Como si no hubiese pasado una década
Ese fin de semana, "Robo para la corona", el libro de Horacio Verbitsky que describe los casos de corrupción más escandalosos y menos conocidos del menemismo, figuraba en el primer lugar en la lista de los más vendidos.
Ese domingo, River Plate derrotó a Gimnasia y Esgrima La Plata por 3 a 2 y Newell´s se impuso a Racing por 1 a 0. Los dos compartían la punta de la tabla de posiciones con 7 puntos, después de cuatro fechas disputadas.
Ese martes, a las 17.15, se registró la temperatura más alta de la jornada, con 30°2, lo que representaba un promedio térmico superior en 5 grados al estimado como normal para la fecha.
Ese día, 17 de marzo de 1992, a las 14.47, una bomba destruyó la sede de la embajada de Israel en Buenos Aires y dejó a los argentinos horrorizados y perplejos.
El entonces presidente, Carlos Menem, estaba tan desorientado que su primera reacción fue atribuir el hecho a "los nazis argentinos que se ven totalmente acorralados". La acusación apuntaba a "los resabios fundamentalistas", en obvia referencia a los carapintadas.
Su segunda reacción fue proponer la pena de muerte. "Son bestias; bestias que no merecen vivir. Son bestias sueltas aquí y en cualquier lado", machacó.
"El desconcierto era total", recuerda hoy León Arslanian, entonces ministro de Justicia. "Se tejían las más variadas hipótesis, algunas francamente descabelladas", admite.

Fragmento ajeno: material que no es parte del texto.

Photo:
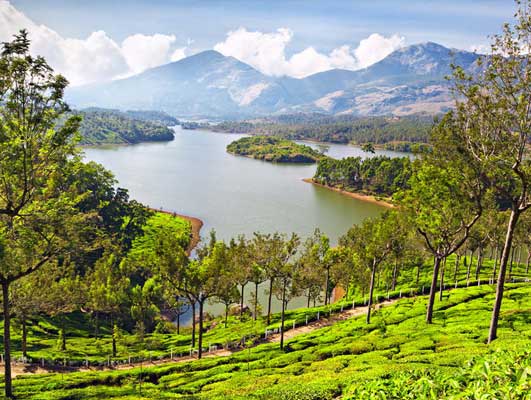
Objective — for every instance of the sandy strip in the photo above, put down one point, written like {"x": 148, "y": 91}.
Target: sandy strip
{"x": 196, "y": 224}
{"x": 357, "y": 196}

Después de los carapintadas, el gobierno acusó a una terrorista alemana, Andrea Martina Klump, integrante de la Fracción Armada del Ejército Rojo. Y hasta el ministro del Interior del Uruguay, Juan Andrés Ramírez, dijo que cuatro días antes del atentado una mujer alemana, cuyos rasgos se parecían a los de Klump, pasó por su territorio. El gobierno se desmintió a sí mismo mediante una declaración del entonces ministro del Interior, José Luis Manzano, a las pocas horas.
El 23 de marzo se terminaron las especulaciones sin fundamento: la Jihad Islámica, brazo armado de la agrupación pro iraní Hezbollah, se atribuyó el ataque en un comunicado que dio a conocer en Beirut, junto con una supuesta filmación del frente de la embajada minutos antes del estallido.
La Jihad dijo que se trataba de una represalia por la muerte del jeque Abbas Musawi, su esposa y su hijo, durante un ataque realizado por un helicóptero israelí el 16 de febrero de ese año.
En el mundo
La Argentina se había convertido así en escenario de un conflicto bélico internacional. Hasta ese momento, cuando se hablaba de terrorismo se pensaba en los ataques de la guerrilla durante los años 70 y en la represión ilegal de las Fuerzas Armadas.
Hace diez años el cuco del terrorismo mundial se llamaba Saddam Hussein y ni una guerra liderada por los Estados Unidos -a la que la Argentina apoyó con el envío de un par de buques- logró que dejara el poder en Irak.
El nombre de Osama ben Laden, la cara del terror en la actualidad, no aparecía en las páginas de los diarios del mundo en 1992. Tras los atentados del 11 de septiembre pasado, Estados Unidos hizo una guerra en Afganistán para capturarlo. Y tampoco tuvo éxito.
El ministro de Economía, Domingo Cavallo, defendía su programa de convertibilidad, creado un año antes para terminar con la hiperinflación.
"Se equivocan los que ponen en duda la paridad cambiaria", sentenciaba en una entrevista con LA NACION.
Procuraba, además, un rápido acuerdo con los bancos extranjeros tenedores de títulos de la deuda externa. "Nuestra posición es muy simple: podemos llegar a un acuerdo dentro de las restricciones fiscales, claramente definidas y comprometidas en la ley de presupuesto", prometía.
Nada era tan simple: la Comisión de Pastoral Social del Episcopado le manifestó a Cavallo, el 18 de marzo de 1992, su preocupación "por la falta de signos alentadores para los pobres y los jubilados". Como si diez años no hubieran pasado.